Low double-digit? We're talking about a major drop in consumer activity here.
There is one new piece of information in Ann Taylor's news that we need to pay attention to.
Up until now, the high-end retailers -- like Coach and Tiffanys -- have been holding up very well while the low-end retailers have been singing the loudest blues.
Since Ann Taylor caters to a more mature, affluent customer base, their horrendous same-store sales report tells me that the retail blues are climbing up the income ladder.
Same-store lump at Bon-Ton. Bon-Ton Stores operates 141 department stores across the country but is suffering from the same problems as Ann Taylor and A.C. Moore -- slumping same-store sales.
For the month of September, Bon-Ton reported a 7.8% drop in September same-store sales. That's an awfully big drop in demand.
"Consumer spending was impacted by several issues during September: increased gas prices, hurricanes Katrina and Rita and predictions of higher heating costs."
The list of retailers reporting a drop in same-store sales goes on. Jo-Ann Stores, New York & Co., Stein Mart, and Talbots all admitted to suffering from the same sales slowdown.
I wonder how many of retailers complaining about high energy prices it will take before the Wall Street knuckleheads start taking down their Q4 expectations?
I can't tell you when that will happen, but when it does, you won't want to be holding any retail stocks.
Inflation knows no borders. The U.S. isn't the only country struggling with the inflationary pressures that come with $60 oil.
Jean-Claude Trichet, the president of the European Central Bank, made some very hawkish statements about inflation.
"Strong vigilance with regard to upside risks to price stability is warranted.

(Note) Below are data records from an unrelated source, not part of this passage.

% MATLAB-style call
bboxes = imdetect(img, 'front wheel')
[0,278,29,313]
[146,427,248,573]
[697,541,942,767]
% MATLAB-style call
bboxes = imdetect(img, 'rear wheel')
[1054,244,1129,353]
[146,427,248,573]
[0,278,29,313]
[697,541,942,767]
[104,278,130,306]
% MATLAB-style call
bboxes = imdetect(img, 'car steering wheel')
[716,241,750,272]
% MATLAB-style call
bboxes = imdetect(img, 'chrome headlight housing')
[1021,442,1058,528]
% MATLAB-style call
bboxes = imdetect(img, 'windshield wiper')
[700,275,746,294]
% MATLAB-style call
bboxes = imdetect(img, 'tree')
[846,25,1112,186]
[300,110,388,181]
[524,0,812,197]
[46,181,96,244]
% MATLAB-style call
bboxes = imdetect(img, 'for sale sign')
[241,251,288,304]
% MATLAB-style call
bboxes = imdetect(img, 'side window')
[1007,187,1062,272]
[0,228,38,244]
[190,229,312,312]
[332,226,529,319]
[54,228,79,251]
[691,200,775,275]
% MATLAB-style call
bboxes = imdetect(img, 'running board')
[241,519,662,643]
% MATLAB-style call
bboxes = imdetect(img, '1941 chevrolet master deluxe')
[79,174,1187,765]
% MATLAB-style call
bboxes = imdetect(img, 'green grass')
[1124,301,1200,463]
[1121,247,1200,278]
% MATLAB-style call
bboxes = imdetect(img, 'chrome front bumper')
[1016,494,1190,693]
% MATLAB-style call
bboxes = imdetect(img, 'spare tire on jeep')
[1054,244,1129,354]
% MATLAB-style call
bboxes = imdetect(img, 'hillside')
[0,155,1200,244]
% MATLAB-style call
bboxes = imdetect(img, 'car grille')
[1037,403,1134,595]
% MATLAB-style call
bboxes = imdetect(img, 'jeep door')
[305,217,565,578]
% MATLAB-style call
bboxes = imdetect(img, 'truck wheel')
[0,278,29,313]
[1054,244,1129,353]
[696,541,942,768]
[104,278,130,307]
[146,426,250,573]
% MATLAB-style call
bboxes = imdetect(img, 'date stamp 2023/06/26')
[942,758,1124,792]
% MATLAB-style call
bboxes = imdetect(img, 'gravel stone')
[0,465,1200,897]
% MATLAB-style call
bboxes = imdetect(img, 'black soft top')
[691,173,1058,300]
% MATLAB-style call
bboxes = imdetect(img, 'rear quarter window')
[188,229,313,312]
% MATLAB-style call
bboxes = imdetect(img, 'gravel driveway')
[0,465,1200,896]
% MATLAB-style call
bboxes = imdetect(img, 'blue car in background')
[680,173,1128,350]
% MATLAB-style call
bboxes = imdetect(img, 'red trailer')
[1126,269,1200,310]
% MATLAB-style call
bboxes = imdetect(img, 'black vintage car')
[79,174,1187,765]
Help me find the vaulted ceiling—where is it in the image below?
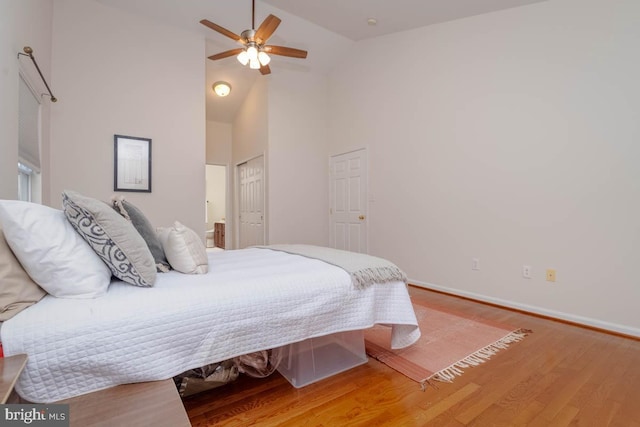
[97,0,546,122]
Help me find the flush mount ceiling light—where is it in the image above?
[200,0,307,74]
[213,82,231,96]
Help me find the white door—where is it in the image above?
[238,156,264,249]
[329,149,368,253]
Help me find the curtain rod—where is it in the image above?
[18,46,58,102]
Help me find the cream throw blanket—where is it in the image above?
[258,245,407,289]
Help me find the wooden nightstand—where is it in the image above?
[213,222,225,249]
[0,354,27,403]
[55,379,191,427]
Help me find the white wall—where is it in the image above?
[0,0,57,204]
[206,165,227,226]
[207,120,233,165]
[51,0,206,239]
[268,69,329,246]
[329,0,640,335]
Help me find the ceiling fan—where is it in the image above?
[200,0,307,74]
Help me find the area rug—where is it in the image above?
[364,301,531,387]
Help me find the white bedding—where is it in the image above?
[1,248,420,403]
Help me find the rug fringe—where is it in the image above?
[430,329,532,391]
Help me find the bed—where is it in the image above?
[1,248,419,403]
[0,191,420,403]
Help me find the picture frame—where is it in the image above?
[113,135,151,193]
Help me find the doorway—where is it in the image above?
[329,148,368,253]
[237,156,265,249]
[205,165,227,249]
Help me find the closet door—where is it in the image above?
[237,156,264,249]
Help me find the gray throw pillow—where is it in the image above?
[112,196,171,273]
[62,190,156,287]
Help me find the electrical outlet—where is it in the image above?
[547,268,556,282]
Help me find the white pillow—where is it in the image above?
[158,221,209,274]
[0,200,111,298]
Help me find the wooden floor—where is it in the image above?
[184,287,640,427]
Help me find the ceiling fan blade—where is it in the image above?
[264,46,307,58]
[200,19,242,41]
[256,15,281,44]
[209,47,244,61]
[260,65,271,76]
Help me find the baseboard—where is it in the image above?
[409,279,640,339]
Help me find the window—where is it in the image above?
[18,162,33,202]
[18,74,41,203]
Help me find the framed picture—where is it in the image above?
[113,135,151,193]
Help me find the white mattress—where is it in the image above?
[1,248,420,403]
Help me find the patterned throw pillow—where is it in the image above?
[111,196,170,273]
[62,190,156,287]
[0,200,111,298]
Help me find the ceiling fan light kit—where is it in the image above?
[200,0,307,74]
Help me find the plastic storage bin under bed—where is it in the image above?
[278,330,368,388]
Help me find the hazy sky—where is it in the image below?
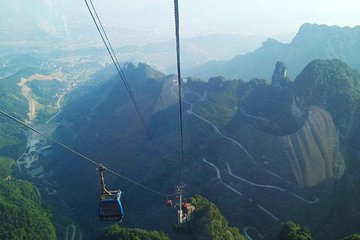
[89,0,360,39]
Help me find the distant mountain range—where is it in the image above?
[47,60,360,239]
[185,23,360,81]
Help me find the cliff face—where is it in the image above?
[279,107,345,187]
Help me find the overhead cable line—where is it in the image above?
[84,0,153,139]
[0,109,176,197]
[174,0,185,184]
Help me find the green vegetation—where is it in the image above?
[176,196,245,240]
[277,221,313,240]
[341,234,360,240]
[98,224,170,240]
[187,77,239,127]
[0,157,56,240]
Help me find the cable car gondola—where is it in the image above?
[98,165,124,222]
[99,191,124,221]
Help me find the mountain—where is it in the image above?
[0,158,56,240]
[44,60,360,239]
[175,195,245,240]
[97,224,169,240]
[116,34,265,73]
[185,23,360,80]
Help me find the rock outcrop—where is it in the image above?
[279,106,345,187]
[271,62,289,89]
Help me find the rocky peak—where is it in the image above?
[271,62,289,89]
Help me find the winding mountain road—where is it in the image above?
[202,158,281,223]
[226,162,320,205]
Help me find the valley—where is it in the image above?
[0,19,360,240]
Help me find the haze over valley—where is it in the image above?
[0,0,360,240]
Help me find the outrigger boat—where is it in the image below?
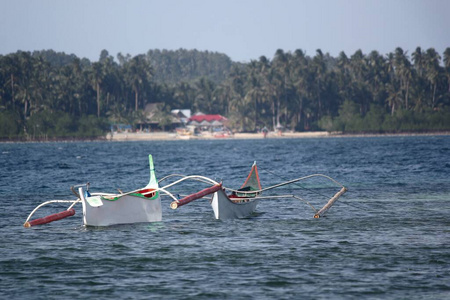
[24,155,347,227]
[167,162,347,220]
[24,155,162,227]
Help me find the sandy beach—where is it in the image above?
[106,131,331,141]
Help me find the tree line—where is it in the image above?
[0,47,450,139]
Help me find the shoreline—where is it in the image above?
[0,131,450,143]
[106,131,450,141]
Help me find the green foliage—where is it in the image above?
[77,115,109,137]
[0,47,450,139]
[0,111,20,139]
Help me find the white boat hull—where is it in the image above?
[211,190,259,220]
[79,188,162,226]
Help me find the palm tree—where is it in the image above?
[125,55,153,111]
[444,47,450,93]
[425,48,441,108]
[91,62,105,118]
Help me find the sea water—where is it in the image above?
[0,136,450,299]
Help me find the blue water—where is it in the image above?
[0,136,450,299]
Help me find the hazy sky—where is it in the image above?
[0,0,450,62]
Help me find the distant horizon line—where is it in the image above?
[0,46,450,63]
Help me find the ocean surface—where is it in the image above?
[0,136,450,299]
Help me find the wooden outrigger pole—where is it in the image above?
[170,184,222,209]
[314,186,347,219]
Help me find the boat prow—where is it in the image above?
[78,155,162,226]
[211,190,259,220]
[211,162,261,220]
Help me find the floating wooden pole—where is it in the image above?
[314,186,347,219]
[170,184,222,209]
[23,208,75,228]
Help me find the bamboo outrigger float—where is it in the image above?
[24,155,347,227]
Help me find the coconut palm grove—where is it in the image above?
[0,47,450,140]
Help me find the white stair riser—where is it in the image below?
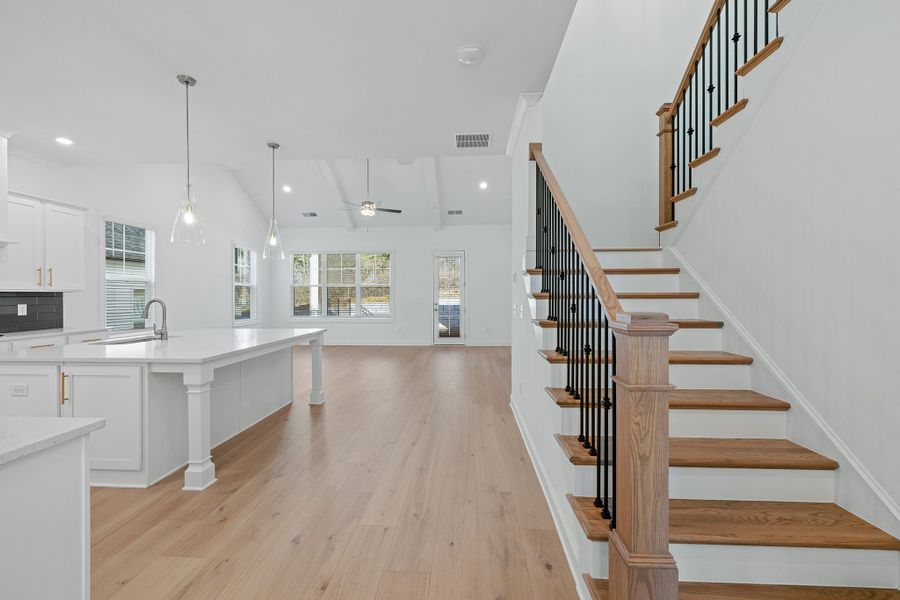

It is essential that the increase in the current inflation rate does not translate into higher underlying inflationary pressures in the euro area."
In other words, the ECB is ready and very willing to raise interest rates fast/high enough to keep inflation in check.
It would be a mistake to think rising interest rates in European won't affect you. Increases in foreign interest rates will put pressure on the U.S. dollar -- additional pressure on top of our unmanageable budget and trade deficits.
When foreign investors lose their confidence in dollar-denominated assets...the selling of U.S. stocks and U.S. bonds will be as deadly as a tidal wave.